Kimberly-Clark and Relivit bring nappy recycling to Australia


Thursday, 18 December, 2014

Australia currently produces 450,000 tonnes of disposable nappies and other absorbent hygiene waste each year - enough to fill the MCG stadium twice over. Now, Huggies nappy manufacturer Kimberly-Clark Australia is partnering with start-up company Relivit to recycle this waste for the first time in Australia.

Kimberly-Clark will send manufacturing waste from its Huggies Nappy Mill in south-west Sydney to Relivit, whose business model and technology allows over 95% of disposable nappies, as well as female hygiene and adult incontinence products, to be diverted away from landfill. In addition, an exclusive partnership with the Huggies brand will give consumers the option to recycle their hygiene waste.

Jacquie Fegent-McGeachie, head of sustainability and corporate affairs at Kimberly-Clark Australia & New Zealand, said the company has been working hard for years to allow its products to be recycled post use and is therefore “thrilled to be supporting Relivit in establishing Australia’s first absorbent hygiene waste facility”.

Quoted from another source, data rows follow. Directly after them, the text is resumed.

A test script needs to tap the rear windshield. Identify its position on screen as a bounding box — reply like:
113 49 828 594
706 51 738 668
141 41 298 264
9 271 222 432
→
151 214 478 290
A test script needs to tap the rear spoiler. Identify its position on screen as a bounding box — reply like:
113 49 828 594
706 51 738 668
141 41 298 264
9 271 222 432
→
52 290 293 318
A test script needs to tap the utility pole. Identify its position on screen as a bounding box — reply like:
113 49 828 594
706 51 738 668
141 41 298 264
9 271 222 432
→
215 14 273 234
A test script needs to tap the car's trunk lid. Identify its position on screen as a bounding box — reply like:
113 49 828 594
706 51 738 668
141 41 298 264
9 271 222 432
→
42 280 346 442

“We believe that Relivit’s business model, which is set to make recycling absorbent hygiene waste cheaper than landfill, will be a game changer for waste management in Australia,” she added. “Relivit has the technology to recover the materials from absorbent hygiene products post-use and will help to address landfill.”

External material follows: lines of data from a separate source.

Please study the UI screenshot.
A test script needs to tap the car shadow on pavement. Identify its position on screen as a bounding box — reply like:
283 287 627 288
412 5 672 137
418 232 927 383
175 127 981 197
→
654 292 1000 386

Relivit has worked to secure a site on the south coast of NSW that will service from Newcastle and the Lower Hunter through the Central Coast and Sydney, down to Wollongong and the Southern Illawarra. The company’s managing director, Mark Dunn, explained that with Kimberly-Clark “joining our other partners Initial Hygiene and Bunzl Outsourcing Services, we’re hoping to secure the final piece of funding needed to start building our first facility in NSW”.

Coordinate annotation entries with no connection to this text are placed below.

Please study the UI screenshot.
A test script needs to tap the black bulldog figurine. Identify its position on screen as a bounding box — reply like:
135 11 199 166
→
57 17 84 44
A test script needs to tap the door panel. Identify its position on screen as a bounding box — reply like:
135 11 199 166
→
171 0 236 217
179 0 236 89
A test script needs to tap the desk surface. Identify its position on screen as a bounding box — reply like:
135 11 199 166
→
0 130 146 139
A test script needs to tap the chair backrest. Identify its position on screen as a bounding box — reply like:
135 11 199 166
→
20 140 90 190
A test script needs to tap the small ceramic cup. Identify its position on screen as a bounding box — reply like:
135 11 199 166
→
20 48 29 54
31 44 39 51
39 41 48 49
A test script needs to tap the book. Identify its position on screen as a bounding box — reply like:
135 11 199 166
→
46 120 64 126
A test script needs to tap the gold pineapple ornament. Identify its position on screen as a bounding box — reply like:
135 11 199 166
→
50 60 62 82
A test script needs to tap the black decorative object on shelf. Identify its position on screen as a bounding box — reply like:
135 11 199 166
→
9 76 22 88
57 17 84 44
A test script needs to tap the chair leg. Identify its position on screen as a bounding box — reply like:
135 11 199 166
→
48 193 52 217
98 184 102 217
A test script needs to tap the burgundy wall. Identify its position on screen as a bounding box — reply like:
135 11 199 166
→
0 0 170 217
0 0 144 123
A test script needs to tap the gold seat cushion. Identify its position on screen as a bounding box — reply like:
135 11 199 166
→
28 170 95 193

Once the targeted capital investment has been secured, Relivit’s plant will recover the paper fibre, plastic and super absorbent polymer (SAP) contained in absorbent hygiene waste to be used to manufacture new products such as park benches, building materials and more. Dunn said the initiative will “allow us to create 70 new, sustainable jobs, divert tens of thousands of tonnes of waste from landfill and reclaim millions of dollars’ worth of materials”.